You might  call a few concrete cutting companies and see what they would charge, you might be surprised.  If not you can rent an SDS hammer drill and rent a core bit along with it.  The other option is to make a series of 1/4-1/2" holes about 1" apart then put a chisle bit in the SDS and break it all out.  Be careful though since old brick/block tends to blow out on the other side.  Hammer drilling will not make nice clean holes only a core bit will do that for you.


----------



## mrfjsf (Oct 14, 2010)

precaud said:
			
		

> I did what mrfjsf described, using a Ryobi hammer drill and Bosch bits. Here are pics, from start to thimble in.
> 
> If it's a chimney, you might consider putting a service entrance on the other side.
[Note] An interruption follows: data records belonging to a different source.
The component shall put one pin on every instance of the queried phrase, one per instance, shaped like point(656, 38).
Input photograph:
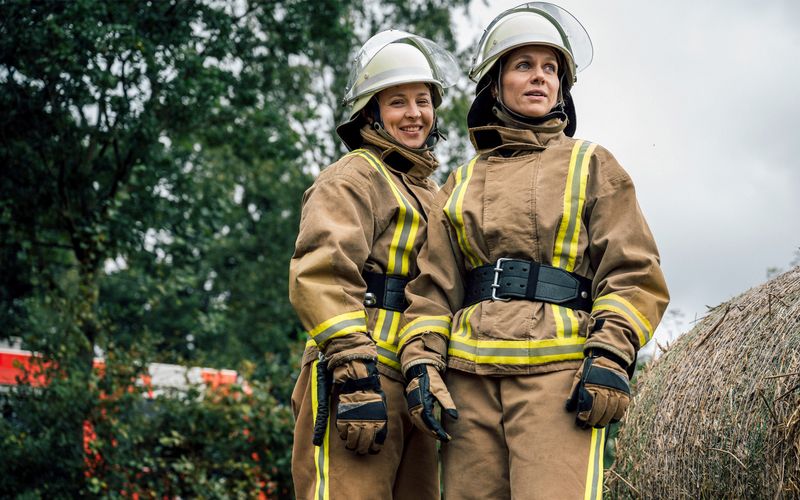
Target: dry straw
point(718, 414)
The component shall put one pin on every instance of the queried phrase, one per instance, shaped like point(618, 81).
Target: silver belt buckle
point(496, 281)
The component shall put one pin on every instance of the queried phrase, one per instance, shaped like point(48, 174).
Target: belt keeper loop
point(533, 280)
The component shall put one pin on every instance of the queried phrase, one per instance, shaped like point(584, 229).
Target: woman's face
point(529, 81)
point(407, 113)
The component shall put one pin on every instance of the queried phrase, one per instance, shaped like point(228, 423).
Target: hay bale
point(718, 414)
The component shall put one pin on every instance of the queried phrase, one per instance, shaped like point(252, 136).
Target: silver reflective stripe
point(323, 336)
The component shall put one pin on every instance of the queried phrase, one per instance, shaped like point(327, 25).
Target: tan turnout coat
point(367, 211)
point(555, 200)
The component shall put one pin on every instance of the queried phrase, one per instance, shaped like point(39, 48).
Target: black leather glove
point(324, 382)
point(361, 416)
point(600, 392)
point(426, 387)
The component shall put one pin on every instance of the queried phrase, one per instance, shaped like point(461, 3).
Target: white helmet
point(538, 23)
point(390, 58)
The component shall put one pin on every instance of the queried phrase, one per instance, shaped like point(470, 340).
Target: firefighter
point(539, 279)
point(362, 225)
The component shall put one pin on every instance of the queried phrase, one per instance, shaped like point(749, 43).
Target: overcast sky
point(699, 103)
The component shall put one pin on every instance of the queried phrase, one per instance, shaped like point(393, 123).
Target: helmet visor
point(443, 65)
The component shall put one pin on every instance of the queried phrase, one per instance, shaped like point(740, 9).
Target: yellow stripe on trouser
point(516, 352)
point(321, 453)
point(454, 208)
point(615, 303)
point(566, 244)
point(594, 473)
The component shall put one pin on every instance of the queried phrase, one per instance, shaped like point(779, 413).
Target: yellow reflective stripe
point(436, 324)
point(454, 209)
point(386, 326)
point(566, 247)
point(464, 329)
point(405, 231)
point(594, 473)
point(516, 352)
point(321, 453)
point(614, 303)
point(566, 321)
point(338, 326)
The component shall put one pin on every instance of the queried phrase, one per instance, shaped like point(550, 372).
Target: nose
point(537, 74)
point(412, 111)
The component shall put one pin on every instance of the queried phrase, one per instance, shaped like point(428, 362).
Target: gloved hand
point(425, 387)
point(361, 417)
point(600, 392)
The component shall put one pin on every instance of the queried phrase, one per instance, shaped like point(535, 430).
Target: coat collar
point(418, 164)
point(489, 138)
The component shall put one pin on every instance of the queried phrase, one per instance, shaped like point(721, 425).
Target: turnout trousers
point(514, 439)
point(406, 467)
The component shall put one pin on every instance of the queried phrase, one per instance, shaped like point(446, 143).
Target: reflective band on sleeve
point(454, 209)
point(566, 247)
point(321, 453)
point(423, 324)
point(338, 326)
point(566, 321)
point(594, 473)
point(407, 223)
point(516, 352)
point(619, 305)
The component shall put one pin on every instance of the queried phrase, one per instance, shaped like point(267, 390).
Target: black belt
point(524, 279)
point(385, 291)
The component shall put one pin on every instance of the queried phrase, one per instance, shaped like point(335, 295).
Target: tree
point(153, 157)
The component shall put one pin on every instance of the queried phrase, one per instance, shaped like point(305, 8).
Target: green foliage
point(152, 160)
point(198, 443)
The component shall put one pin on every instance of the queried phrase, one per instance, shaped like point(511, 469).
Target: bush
point(105, 439)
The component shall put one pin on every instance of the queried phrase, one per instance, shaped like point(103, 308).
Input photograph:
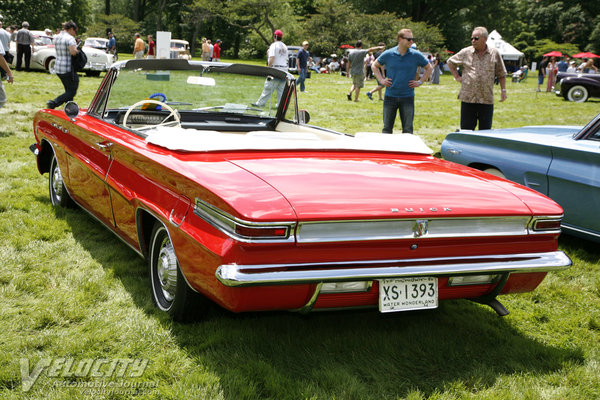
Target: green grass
point(70, 289)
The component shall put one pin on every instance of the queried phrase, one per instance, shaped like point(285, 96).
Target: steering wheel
point(174, 113)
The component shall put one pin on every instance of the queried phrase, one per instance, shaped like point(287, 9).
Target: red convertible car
point(248, 206)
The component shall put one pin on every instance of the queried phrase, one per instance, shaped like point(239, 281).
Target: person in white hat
point(277, 58)
point(25, 44)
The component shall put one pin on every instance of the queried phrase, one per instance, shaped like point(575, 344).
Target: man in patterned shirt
point(66, 47)
point(480, 65)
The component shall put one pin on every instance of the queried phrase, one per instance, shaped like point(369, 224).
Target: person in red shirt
point(217, 51)
point(151, 48)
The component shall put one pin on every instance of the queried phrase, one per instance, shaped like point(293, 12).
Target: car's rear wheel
point(56, 186)
point(170, 291)
point(495, 172)
point(578, 94)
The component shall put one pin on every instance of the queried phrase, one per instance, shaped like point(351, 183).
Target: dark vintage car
point(576, 86)
point(562, 162)
point(252, 208)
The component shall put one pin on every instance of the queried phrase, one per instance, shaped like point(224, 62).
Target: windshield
point(96, 43)
point(191, 90)
point(201, 92)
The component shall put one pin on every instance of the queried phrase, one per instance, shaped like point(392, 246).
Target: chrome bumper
point(289, 274)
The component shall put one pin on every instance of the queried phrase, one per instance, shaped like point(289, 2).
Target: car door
point(574, 179)
point(89, 160)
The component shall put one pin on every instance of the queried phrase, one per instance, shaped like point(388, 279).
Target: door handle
point(105, 146)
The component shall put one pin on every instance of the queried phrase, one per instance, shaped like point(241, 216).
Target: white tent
point(507, 51)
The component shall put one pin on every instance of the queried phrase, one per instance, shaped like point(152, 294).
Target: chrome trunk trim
point(290, 274)
point(392, 229)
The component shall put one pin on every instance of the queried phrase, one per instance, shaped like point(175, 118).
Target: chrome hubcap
point(167, 270)
point(57, 183)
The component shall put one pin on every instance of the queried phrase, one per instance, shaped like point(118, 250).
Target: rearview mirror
point(304, 116)
point(72, 110)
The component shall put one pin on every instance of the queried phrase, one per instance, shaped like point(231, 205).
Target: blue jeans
point(70, 81)
point(406, 108)
point(471, 113)
point(301, 78)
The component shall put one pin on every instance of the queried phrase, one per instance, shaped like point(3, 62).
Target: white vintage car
point(44, 56)
point(180, 49)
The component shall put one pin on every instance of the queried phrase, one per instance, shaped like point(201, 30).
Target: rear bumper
point(234, 275)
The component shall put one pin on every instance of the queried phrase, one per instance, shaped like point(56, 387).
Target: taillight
point(545, 224)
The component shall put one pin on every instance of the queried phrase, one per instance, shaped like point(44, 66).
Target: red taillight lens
point(547, 225)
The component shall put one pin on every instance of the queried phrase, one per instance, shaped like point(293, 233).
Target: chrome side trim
point(227, 223)
point(580, 230)
point(389, 229)
point(289, 274)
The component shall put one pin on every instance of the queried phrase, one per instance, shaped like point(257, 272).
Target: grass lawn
point(74, 298)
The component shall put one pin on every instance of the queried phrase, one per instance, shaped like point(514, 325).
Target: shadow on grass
point(357, 354)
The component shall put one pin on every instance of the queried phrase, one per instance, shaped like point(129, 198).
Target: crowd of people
point(402, 69)
point(399, 70)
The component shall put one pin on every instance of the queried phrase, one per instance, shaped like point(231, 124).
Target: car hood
point(356, 186)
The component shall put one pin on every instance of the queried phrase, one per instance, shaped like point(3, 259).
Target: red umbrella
point(553, 54)
point(587, 54)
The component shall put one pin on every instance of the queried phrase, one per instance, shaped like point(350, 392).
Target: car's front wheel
point(578, 93)
point(170, 291)
point(56, 186)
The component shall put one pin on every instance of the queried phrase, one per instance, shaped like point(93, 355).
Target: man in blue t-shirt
point(401, 64)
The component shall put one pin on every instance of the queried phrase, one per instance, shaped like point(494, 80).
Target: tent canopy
point(506, 50)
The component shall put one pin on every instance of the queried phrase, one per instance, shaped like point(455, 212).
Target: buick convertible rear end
point(252, 208)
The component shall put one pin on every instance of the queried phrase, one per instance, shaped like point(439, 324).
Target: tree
point(336, 24)
point(43, 14)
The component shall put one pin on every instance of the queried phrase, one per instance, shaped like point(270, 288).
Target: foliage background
point(246, 26)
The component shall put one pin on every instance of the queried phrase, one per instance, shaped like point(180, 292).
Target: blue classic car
point(562, 162)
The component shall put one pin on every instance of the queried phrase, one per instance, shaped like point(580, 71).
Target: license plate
point(407, 294)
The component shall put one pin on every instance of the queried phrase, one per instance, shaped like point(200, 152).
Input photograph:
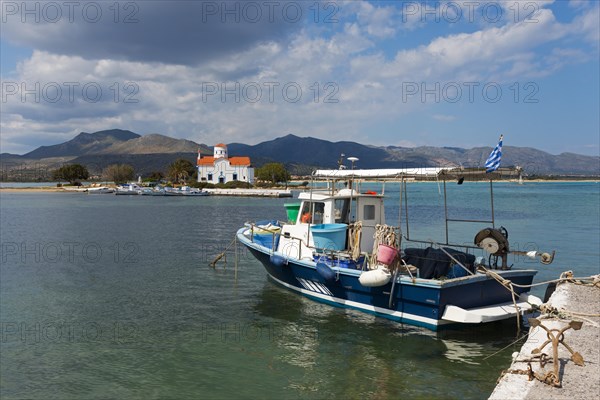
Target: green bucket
point(292, 210)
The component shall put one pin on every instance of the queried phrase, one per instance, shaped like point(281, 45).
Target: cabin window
point(343, 213)
point(369, 212)
point(312, 212)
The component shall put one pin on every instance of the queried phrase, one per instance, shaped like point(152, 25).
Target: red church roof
point(241, 161)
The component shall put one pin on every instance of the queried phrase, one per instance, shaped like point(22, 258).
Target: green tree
point(180, 170)
point(119, 173)
point(273, 172)
point(71, 172)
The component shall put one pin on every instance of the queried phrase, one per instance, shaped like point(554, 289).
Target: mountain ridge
point(152, 152)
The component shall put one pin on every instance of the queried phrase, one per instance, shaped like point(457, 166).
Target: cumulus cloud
point(170, 32)
point(171, 74)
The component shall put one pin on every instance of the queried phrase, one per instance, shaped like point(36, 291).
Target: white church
point(220, 168)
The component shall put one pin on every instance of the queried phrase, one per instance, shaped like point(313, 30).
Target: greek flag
point(493, 161)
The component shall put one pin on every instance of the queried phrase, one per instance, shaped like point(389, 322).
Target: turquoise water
point(112, 297)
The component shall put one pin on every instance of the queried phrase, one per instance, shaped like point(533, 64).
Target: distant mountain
point(154, 152)
point(296, 151)
point(154, 144)
point(311, 151)
point(84, 143)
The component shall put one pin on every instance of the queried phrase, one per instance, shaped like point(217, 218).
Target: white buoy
point(376, 277)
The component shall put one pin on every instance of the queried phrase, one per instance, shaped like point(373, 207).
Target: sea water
point(112, 297)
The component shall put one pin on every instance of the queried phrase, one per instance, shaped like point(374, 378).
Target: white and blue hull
point(428, 303)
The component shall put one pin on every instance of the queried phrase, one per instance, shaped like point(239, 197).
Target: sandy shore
point(32, 190)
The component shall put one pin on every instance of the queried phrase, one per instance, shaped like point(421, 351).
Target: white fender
point(374, 278)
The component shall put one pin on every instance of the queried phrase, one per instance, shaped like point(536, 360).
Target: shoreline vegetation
point(292, 185)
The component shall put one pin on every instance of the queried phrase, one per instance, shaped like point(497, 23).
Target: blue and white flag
point(493, 161)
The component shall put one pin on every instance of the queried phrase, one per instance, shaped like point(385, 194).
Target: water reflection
point(367, 355)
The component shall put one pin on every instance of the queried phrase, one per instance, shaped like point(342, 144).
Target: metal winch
point(495, 242)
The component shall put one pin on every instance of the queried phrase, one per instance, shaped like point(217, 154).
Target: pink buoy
point(386, 254)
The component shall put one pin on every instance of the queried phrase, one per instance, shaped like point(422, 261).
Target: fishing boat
point(128, 189)
point(189, 191)
point(100, 190)
point(336, 248)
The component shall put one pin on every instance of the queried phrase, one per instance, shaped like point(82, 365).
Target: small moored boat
point(338, 249)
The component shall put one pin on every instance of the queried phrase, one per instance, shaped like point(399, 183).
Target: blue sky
point(402, 73)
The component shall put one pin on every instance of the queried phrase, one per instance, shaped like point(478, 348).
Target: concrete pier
point(250, 192)
point(578, 382)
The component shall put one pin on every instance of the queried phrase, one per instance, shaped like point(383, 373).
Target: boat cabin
point(332, 209)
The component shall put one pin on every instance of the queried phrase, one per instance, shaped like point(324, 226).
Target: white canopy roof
point(378, 173)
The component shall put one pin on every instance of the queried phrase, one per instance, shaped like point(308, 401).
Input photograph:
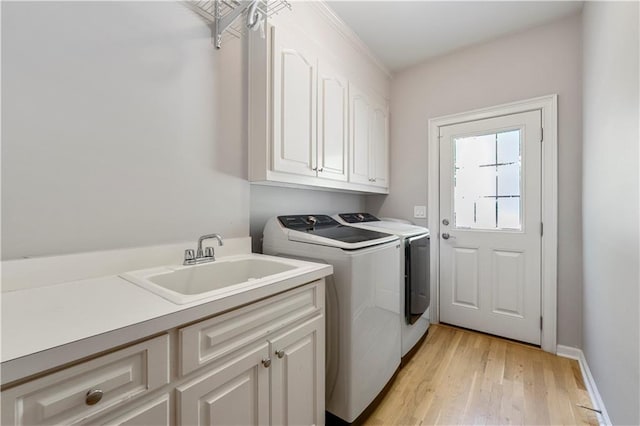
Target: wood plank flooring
point(463, 377)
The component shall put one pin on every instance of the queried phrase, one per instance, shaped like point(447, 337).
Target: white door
point(333, 115)
point(236, 393)
point(490, 225)
point(297, 390)
point(294, 105)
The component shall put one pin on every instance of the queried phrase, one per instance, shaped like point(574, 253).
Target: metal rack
point(223, 15)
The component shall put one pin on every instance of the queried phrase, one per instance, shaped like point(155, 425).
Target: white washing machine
point(363, 303)
point(414, 271)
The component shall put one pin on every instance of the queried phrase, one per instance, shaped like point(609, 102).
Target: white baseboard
point(590, 384)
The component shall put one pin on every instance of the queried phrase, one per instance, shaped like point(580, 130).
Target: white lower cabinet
point(260, 364)
point(84, 391)
point(297, 375)
point(148, 413)
point(235, 393)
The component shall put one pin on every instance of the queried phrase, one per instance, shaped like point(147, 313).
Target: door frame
point(548, 106)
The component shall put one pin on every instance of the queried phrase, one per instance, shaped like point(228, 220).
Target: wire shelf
point(223, 14)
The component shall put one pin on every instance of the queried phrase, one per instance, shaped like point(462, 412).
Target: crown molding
point(348, 34)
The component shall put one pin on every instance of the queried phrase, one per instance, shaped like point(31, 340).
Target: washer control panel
point(358, 217)
point(307, 221)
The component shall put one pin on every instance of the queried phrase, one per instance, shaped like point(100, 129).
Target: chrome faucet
point(199, 257)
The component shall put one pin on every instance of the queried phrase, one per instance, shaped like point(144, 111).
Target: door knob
point(93, 396)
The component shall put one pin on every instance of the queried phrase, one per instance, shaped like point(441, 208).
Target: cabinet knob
point(93, 396)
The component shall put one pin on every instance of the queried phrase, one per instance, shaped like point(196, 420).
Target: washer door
point(417, 293)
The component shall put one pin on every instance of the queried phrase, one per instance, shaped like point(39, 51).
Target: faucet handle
point(208, 252)
point(189, 254)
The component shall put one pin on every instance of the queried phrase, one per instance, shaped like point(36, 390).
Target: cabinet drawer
point(210, 340)
point(156, 412)
point(61, 398)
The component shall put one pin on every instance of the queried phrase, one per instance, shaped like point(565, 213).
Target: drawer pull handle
point(94, 396)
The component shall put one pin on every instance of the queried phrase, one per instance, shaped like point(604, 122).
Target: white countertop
point(48, 326)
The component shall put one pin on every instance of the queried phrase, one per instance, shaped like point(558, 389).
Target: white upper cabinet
point(333, 115)
point(308, 125)
point(379, 144)
point(294, 106)
point(359, 135)
point(369, 138)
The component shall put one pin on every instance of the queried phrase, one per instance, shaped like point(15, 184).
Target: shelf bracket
point(223, 22)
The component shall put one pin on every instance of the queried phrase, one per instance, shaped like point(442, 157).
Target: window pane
point(485, 213)
point(509, 146)
point(487, 181)
point(475, 150)
point(509, 213)
point(509, 179)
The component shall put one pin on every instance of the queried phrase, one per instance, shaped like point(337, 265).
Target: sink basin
point(185, 284)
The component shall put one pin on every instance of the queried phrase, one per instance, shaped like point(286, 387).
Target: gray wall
point(537, 62)
point(122, 126)
point(610, 205)
point(119, 128)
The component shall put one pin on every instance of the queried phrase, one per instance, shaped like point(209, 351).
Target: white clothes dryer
point(363, 303)
point(414, 271)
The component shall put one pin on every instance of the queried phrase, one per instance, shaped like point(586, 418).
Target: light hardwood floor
point(462, 377)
This is basically an exact replica of my install. If you have a big enought hammer drill, you will be fine. It took about 2 hrs to do, and that is only because we had a few clearance issues. Otherwise it would have took under an hour.


----------



## vvvv (Oct 14, 2010)

chisel the mortar instead of the brix?  start in the middle


----------



## oconnor (Oct 14, 2010)

mrfjsf said:
			
		

> When we installed my stove, we drilled a 3/8" hole about every inch around the perimeter of the hole to be made. Then took a large masonry chisel and hammer and hammered around the edges until the brick just crumbled away. It was pretty easy but we had a good size hammer drill.


.

This gets my vote, but I'd use a good grinder wheel to score the bricks as well.

If you get stuck, PM me and I could come take a look - I'm just down the road in Kentville.


----------



## Northeaster1 (Oct 14, 2010)

Well, the hole is now done.  Made good progress with a bit thicker masonary ginding wheel, until my dewalt grinder died.  I don't think it liked turning a 7" wheel, since it is only a 4 1/2" grinder.
It had lots of hours on it from welding up a couple of trailers, but woulod have likely lasted had I not abused it..

Continued progress with cold chisel, and then a sledge hammer, once I had a decent slot exposed.  Went quite easily one I had one bric koutm, then another.. as thye were then not supported on all sides.

Thanks for all of the advice!  Will be installing the liner (insulated) on the weekend, if the weather cooperates.  Still have roof jacks on the roof, as we just rehingled the 13/12 pitch roof last weekend.
That should make it easier to work up there.


----------



## precaud (Oct 15, 2010)

Glad you got it licked. Brick and masonry is stubborn stuff.


----------